GIVEAWAY! Heidi is giving away a free e-book of The Other Killer to one lucky commenter. Just let her know a time when you’ve not liked a character in a book at first, but later in the story, discovered they were more likeable than you first thought. 

Excerpt

It didn’t take me long to realise that secondary school wasn’t for me. My little sister, Lily, had been dead two years and her dad, Breck, mum’s ex, had gone back to Ireland. It had been a better two years at home than the six before, when Breck was living with us. He was a prize arsehole, angry, drunk and he hit me. Hated me being around Lily. Now they’re both gone life is easier, kind of.

Slinging my bag over my shoulder, I thunder down the stairs making sure mum can hear me. She shuts herself away in her office most of the time, working, and we don’t talk a lot, not since Lily. She doesn’t want to talk about what happened and she doesn’t want me having any counselling, I guess because she is worried I’ll slip up and tell them what really happened. Wasn’t her fault, not exactly, Lily wouldn’t come down from the tree and mum tried to grab her to stop her climbing higher. She was only five and I was supposed to have been looking after her. I wasn’t going up that tree, no way. Maybe burying her in that log pile and then lying to the police wasn’t such a good idea, after all. Mum’s been funny with me ever since.

‘BYE, MUM.’

She doesn’t respond, so I jump off the last step and open the door to her little office at the front of the house. She doesn’t move from her desk, clicking away on the keyboard.

‘I’m going to school.’

She turns on her swivel chair. ‘OK, Mason, have a good day.’

‘Yeah.’ I force a smile.

I like being in the house, safe and comfortable, Mum leaving me alone most of the time to play my games and watch stupid clips on YouTube. She makes me dinner most nights, and sometimes we watch a movie together. She runs a lot, does yoga. Not sure if she’s got any friends, no one ever comes over. She had a boyfriend last year, but he was awful, weedy and quiet, and always sucked his teeth when he looked at me.

Outside feels unsettling, like there’s a monster about to pounce or a cyclone about to suck me into it. Might have something to do with Hendrix and his meathead mates who hang around on the corner waiting for me. I try to leave late to avoid them. It’s raining today, so I pull up the hood on my camo puffer coat and fix the popper so it doesn’t blow off. I take a breath and gear myself up for the fifteen-minute hell walk to the building of doom. Here I go!

The Other Killer

You can change your name. Change your life. But someone knows exactly who you are.

Twenty years ago, Mason Tucker was tried and convicted as the teenager who helped lure young boys to the serial killer known as the Pied Piper of Peasedale. After serving his twenty-year sentence, Mason is freed and hopes to remain invisible while he rebuilds his life as an adult, hoping to become a man he can be proud of. A new town, a new flat, a new job and a new purpose.
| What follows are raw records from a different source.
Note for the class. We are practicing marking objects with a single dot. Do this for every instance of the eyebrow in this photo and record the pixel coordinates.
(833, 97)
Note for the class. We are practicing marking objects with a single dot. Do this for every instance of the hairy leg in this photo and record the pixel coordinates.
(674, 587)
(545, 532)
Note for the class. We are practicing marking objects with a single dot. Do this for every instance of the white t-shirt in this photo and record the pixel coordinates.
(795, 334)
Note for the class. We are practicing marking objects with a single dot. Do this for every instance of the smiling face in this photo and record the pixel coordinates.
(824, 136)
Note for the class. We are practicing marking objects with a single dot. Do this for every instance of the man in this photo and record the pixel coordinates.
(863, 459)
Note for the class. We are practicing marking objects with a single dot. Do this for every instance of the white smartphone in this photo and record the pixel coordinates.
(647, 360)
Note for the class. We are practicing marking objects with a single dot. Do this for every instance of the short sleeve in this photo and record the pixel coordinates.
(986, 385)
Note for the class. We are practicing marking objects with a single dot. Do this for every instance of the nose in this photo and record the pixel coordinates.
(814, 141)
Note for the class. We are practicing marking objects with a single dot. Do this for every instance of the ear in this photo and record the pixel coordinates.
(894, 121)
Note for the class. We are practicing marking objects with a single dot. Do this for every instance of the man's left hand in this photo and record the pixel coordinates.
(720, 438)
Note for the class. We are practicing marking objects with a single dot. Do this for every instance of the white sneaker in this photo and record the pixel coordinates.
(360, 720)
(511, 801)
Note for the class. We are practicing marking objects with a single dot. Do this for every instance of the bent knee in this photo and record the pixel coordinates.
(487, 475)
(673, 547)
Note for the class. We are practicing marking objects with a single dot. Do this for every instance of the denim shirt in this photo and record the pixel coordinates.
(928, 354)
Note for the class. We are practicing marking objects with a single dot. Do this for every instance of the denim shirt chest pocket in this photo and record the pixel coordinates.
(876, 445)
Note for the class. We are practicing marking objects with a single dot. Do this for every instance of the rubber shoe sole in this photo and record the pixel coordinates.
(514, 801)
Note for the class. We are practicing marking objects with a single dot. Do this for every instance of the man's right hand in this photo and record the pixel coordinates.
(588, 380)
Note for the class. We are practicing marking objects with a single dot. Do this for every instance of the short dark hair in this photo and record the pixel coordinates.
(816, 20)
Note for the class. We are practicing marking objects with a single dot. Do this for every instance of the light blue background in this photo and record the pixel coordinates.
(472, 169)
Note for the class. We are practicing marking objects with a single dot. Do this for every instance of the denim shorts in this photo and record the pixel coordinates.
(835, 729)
But living with secrets is challenging, and protecting his anonymity, the woman who stood beside him, and her child becomes impossible when the past pushes back. Hard. Within days of his release, Mason suspects he’s being stalked. He’s threatened and twice attacked. He never imagined being outside would be more dangerous than being in prison. The police aren’t an option. One headline will destroy him.

Someone wants him punished, not redeemed, and as danger closes in, you will never suspect where the next threat comes from.